Ma’aser on Stocks
Rav Baruch Fried
Question: Does an individual who has a stock portfolio need to give ma’aser on the appreciation of a stock, even if he doesn’t plan to sell the stock right now? What if the dividends are taken out of that stock and reinvested into another stock in his portfolio?
Answer: The Yosef Ometz discusses interest payments one receives on a loan he gave to a non-Jew. One does not have to take ma’aser on those payments before he receives a repayment of the principle because, until that time, he is still uncertain that he will get his money back, so that cannot be considered a profit.
One may argue that stocks are similar to a loan in that sense, as the investor doesn’t know if he will ultimately make money on the investment. Just because they go up at one point does not mean they will not eventually come down in value; therefore, one can argue that the appreciation of the stock cannot be considered a profit. On the other hand, I believe that there is a difference between stocks and a loan because even though securities can go up and down in value, the sale value does rise when the stock goes up, meaning that it is now worth more and the dividends aren’t merely paying off the security. Accordingly, the Yosef Ometz cannot be used as justification not to pay ma’aser on appreciation of a stock.
The halacha would be that one does not have to cash out his stocks if they appreciate in order to take off ma’aser. As long as one keeps the appreciation in the same stock, his business venture is still ongoing, and one doesn’t have to take off ma’aser from a business transaction while it is still going on.

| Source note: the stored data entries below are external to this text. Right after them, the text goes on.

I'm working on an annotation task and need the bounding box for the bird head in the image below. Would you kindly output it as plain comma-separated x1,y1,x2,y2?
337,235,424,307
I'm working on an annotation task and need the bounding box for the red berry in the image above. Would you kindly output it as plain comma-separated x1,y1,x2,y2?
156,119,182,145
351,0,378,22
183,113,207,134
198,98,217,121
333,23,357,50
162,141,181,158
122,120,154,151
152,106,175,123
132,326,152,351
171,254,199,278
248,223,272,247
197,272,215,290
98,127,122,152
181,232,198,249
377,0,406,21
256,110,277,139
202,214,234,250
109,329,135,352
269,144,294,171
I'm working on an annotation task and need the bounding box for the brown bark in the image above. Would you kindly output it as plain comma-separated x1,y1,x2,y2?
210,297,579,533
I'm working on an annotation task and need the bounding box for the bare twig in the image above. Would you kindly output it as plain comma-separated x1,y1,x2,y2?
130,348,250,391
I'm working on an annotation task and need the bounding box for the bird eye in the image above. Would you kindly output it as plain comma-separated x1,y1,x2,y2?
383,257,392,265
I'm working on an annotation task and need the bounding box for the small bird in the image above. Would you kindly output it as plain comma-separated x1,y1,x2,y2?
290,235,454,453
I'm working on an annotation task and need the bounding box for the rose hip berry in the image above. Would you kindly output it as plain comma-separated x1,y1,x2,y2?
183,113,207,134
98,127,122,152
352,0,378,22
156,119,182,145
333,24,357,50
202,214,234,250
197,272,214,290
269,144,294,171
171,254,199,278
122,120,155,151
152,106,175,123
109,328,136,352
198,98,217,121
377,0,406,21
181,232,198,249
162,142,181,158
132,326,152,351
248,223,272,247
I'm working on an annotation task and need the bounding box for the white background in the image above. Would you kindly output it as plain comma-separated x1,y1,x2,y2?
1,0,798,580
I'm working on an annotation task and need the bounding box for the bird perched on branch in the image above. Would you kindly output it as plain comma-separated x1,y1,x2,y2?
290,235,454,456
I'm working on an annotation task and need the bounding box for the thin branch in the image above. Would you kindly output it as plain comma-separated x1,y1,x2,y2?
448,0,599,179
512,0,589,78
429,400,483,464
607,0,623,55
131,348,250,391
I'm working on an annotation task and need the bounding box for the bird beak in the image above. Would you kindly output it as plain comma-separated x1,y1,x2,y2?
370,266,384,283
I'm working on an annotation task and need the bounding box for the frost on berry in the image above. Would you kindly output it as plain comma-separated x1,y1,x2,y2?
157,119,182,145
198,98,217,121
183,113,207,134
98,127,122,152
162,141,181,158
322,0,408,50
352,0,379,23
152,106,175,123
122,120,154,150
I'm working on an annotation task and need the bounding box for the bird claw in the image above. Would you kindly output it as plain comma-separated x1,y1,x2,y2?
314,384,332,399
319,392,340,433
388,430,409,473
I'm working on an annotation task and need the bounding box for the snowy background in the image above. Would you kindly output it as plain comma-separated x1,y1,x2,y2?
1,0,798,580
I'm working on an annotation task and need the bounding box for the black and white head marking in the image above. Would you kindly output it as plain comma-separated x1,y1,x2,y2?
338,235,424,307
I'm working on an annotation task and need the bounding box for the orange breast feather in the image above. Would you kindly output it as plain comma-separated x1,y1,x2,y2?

Even if the money is automatically reinvested in the same stock, it is still considered to be the middle of the venture, and ma’aser does not have to be taken off yet.
If one has to pay capital gains tax, he can deduct that as a business expense from his gross profits. He has to remember, however, that he already deducted that amount and he can’t deduct that expense again later when he takes his money out of the stock.
The Shevet Halevi warns that when people have long-term investments, they tend to forget to take ma’aser. Therefore, he suggests that people who have such investments make an accounting of their profits once every ear and take off ma’aser accordingly.
Once someone takes his profits out of a stock and wants to reinvest it in a separate venture, he would have to make a cheshbon of how much ma’aser he owes.